Challenge: accepted. Here is my meal planning 101 tips!
The (Many, Many) Benefits of Meal Planning
What I shared with Nani is that meal planning 101 is the main ingredient to seamless family meals (and I’m not talking about the takeout food app of the same name). But when meal planning is super rigid and perfectionistic, it can be more of a burden than a godsend. The key, of course, is finding that flexible middle ground – an approach to meal planning that gives you some much-needed structure while leaving wiggle room for things like missing ingredients or picky eaters.
I’m a big fan of meal planning for a million different reasons, but to name a few:
Meal planning helps you to…
- Avoid spending money on takeout delivery
- Avoid impulse eating (whether it’s ordering takeout or filling up on snacks at home just because they’re accessible)

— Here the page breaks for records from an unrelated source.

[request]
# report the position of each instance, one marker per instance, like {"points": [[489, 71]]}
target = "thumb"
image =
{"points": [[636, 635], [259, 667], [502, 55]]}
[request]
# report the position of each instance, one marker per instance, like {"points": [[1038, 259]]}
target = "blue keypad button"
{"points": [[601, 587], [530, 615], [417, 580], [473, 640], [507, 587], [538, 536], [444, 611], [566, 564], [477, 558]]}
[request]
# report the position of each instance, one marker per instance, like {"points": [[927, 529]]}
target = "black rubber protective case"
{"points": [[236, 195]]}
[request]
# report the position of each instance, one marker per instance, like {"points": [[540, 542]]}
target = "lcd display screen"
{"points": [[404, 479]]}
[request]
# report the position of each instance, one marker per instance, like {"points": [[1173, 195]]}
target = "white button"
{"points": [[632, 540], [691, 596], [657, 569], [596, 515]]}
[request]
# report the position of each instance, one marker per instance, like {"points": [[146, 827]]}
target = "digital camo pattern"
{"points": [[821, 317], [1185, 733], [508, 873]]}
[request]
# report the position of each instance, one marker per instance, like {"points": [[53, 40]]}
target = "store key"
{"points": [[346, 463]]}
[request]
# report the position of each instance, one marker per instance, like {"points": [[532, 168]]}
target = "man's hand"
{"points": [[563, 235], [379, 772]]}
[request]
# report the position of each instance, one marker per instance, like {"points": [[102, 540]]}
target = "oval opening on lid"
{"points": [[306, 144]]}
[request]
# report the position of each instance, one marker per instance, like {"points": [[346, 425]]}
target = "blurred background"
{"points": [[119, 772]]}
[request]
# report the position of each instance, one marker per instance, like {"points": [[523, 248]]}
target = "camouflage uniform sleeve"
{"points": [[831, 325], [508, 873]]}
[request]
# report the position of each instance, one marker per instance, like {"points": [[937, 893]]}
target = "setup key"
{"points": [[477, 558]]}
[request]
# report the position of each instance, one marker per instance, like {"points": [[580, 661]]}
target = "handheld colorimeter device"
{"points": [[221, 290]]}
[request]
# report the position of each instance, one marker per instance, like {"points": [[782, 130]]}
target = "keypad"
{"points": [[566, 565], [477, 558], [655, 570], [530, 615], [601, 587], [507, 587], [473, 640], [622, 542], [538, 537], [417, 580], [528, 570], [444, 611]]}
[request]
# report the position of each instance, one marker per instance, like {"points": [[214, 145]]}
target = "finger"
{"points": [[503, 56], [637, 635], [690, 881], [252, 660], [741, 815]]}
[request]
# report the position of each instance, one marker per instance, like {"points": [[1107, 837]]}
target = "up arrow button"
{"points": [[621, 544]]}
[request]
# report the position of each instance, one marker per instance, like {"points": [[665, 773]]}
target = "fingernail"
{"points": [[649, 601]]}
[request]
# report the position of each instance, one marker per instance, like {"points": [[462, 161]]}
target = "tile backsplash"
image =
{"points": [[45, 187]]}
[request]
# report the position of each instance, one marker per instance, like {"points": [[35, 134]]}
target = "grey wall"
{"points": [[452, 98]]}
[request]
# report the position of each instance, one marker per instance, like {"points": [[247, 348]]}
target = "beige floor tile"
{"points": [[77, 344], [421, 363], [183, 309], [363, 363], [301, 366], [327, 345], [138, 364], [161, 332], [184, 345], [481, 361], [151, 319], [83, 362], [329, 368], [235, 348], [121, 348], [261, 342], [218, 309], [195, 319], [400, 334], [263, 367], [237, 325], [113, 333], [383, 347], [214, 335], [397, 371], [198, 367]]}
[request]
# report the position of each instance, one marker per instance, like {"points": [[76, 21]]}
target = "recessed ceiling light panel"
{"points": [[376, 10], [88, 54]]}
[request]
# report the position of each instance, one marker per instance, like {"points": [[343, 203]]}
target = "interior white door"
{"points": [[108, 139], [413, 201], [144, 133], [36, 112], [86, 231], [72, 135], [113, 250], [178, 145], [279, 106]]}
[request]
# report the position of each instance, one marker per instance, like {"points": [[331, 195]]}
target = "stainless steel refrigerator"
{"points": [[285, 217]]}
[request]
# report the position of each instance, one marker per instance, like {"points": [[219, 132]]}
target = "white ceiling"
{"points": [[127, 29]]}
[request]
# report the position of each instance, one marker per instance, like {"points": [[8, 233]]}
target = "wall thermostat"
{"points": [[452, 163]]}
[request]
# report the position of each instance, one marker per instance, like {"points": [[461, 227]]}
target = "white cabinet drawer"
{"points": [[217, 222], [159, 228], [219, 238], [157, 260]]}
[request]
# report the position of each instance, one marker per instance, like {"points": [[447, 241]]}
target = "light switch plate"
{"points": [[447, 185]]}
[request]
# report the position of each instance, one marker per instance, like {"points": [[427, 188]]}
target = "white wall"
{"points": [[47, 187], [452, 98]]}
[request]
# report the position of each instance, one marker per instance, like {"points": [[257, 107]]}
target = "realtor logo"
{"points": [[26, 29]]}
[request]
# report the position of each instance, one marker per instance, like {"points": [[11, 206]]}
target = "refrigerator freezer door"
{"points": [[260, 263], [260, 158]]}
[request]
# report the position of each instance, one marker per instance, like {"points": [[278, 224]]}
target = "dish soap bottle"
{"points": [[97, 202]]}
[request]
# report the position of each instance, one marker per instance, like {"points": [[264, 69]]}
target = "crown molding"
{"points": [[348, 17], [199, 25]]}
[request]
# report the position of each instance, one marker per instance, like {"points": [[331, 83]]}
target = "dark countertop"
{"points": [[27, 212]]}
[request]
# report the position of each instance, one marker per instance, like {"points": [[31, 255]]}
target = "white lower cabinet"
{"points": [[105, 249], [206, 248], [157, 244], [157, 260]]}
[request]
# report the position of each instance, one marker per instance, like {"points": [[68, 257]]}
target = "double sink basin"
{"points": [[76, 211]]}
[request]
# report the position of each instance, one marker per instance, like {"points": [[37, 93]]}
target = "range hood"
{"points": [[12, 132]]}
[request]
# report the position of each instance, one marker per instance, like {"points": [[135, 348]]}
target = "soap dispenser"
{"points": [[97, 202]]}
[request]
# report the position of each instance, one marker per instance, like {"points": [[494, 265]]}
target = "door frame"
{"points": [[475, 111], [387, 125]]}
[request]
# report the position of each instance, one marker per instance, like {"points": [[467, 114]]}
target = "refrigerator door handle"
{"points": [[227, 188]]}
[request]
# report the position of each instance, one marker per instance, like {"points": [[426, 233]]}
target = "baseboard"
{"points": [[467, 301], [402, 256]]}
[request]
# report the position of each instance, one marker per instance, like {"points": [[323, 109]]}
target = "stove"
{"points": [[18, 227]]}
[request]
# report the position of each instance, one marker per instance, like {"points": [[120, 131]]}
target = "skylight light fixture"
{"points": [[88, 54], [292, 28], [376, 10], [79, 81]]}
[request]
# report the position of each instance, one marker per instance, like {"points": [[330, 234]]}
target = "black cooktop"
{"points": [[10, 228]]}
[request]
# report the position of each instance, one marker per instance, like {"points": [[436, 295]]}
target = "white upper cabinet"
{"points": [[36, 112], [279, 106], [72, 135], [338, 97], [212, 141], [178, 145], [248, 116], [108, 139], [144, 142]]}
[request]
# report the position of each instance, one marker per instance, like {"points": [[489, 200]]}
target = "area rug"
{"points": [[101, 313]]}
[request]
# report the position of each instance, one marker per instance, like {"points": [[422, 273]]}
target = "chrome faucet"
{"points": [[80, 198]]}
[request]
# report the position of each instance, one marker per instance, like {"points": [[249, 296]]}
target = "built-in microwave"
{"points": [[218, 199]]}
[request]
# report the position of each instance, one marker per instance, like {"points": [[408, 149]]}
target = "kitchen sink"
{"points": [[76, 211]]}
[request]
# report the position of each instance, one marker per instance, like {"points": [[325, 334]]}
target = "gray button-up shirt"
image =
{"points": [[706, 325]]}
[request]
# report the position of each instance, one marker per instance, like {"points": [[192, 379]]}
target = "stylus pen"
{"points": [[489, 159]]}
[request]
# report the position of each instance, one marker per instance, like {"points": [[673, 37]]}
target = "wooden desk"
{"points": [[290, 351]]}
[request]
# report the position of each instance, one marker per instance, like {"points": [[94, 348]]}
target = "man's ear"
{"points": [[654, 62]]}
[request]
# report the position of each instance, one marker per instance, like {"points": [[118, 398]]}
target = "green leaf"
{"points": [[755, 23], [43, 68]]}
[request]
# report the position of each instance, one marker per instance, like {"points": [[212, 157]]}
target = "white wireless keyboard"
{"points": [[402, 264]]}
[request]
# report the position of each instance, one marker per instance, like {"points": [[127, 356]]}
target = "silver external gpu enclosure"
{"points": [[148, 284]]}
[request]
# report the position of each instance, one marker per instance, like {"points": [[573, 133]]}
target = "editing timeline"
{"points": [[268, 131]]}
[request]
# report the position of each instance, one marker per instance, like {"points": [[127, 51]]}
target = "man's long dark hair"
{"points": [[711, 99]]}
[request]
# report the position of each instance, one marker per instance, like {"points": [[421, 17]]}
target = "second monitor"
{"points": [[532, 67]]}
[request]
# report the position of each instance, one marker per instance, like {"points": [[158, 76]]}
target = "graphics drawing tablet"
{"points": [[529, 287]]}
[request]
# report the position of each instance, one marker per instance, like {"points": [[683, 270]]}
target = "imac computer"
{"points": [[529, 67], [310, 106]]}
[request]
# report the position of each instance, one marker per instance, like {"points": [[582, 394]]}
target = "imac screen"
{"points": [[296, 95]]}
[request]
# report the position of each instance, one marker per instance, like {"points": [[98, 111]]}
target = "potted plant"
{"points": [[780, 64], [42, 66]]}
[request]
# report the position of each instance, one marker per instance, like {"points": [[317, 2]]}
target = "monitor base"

- Save time for relaxing and hanging out with family
- Feel more aligned with your core values
- Feel more in control of your day-to-day life
- Have healthful, ready-to-make meals at your fingertips
So if you’re ready to claim all of that good stuff for yourself, then let’s get into how this whole meal planning thing actually works.
How to Meal Plan with Ease
First thing’s first: set aside a day of the week for recipe research! Whether it’s how you choose to end the week or start a new one, carve out 15 or 30 minutes once a week to flip through the cookbooks on your shelf, poke around on Pinterest (you can find my curated recipe boards here), or scroll through the recipe archives here.
Once you decide what sounds good, assign a recipe to each day of the week and start a list of the groceries you need to pick up. Also take stock of what ingredients you already have – as well as if they’ll still be fresh by the time you need to use them.
Armed with your fresh groceries and newly minted recipe list, it’s time to start the meal prep! While you can certainly cook and portion out your meals now, I tend to find that version of meal prep a little too limiting.
To me, flexible food prep is about preparing your ingredients, not preparing the whole meal: getting the chicken marinating so that it’ll be extra flavorful for tomorrow’s dinner, cleaning and chopping veggies, and making sauces or dips.
That way, ingredients are always ready to throw together in just a few minutes when it’s time for dinner!